Estos progresos son importantes no solo por su magnitud, sino también por su significado. La inclusión laboral rompe el círculo de exclusión social y económica que afecta a muchas personas con discapacidad, permite autonomía, mejora la calidad de vida y contribuye a transformar los prejuicios que persisten en la sociedad peruana. La discapacidad no anula capacidades: lo que limita es la falta de oportunidades, la ausencia de ajustes razonables y la persistencia de estigmas que reducen a las personas a sus diagnósticos, ignorando sus competencias reales.

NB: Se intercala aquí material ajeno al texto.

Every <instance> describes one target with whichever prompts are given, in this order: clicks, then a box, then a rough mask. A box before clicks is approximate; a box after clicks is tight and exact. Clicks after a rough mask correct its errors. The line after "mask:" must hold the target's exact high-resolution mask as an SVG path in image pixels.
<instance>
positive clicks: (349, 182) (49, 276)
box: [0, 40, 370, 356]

El esfuerzo articulado entre instituciones también es un avance que merece destacarse. El convenio suscrito entre Sunafil y el Programa Nacional Contigo del Midis busca garantizar el cumplimiento de la normativa sociolaboral y promover condiciones dignas de seguridad y salud en el trabajo. Además, ferias de empleo, maratones laborales y bolsas especializadas han permitido que 161 personas con discapacidad accedan a trabajos formales solo en Lima Metropolitana durante este año. La participación del sector empresarial en el Encuentro Alianzas para la Empleabilidad Inclusiva confirma que la inclusión laboral no es solo una política pública, sino también un compromiso compartido entre Estado, empresas y sociedad civil.

Sin embargo, estos avances deben consolidarse. La inclusión laboral exige supervisión constante, sanciones a quienes discriminan y mecanismos efectivos de fiscalización, pero, sobre todo, requiere un cambio cultural: comprender que la diversidad enriquece a las organizaciones y que la productividad del país depende de aprovechar todos los talentos, sin excepción.

El Perú aún tiene un largo camino por recorrer, pero cada empleo formal para una persona con discapacidad es una victoria contra la indiferencia, una afirmación de dignidad y una señal de que el país puede avanzar hacia un modelo más inclusivo y humano. La inclusión no debe ser una noticia excepcional: debe convertirse en la norma.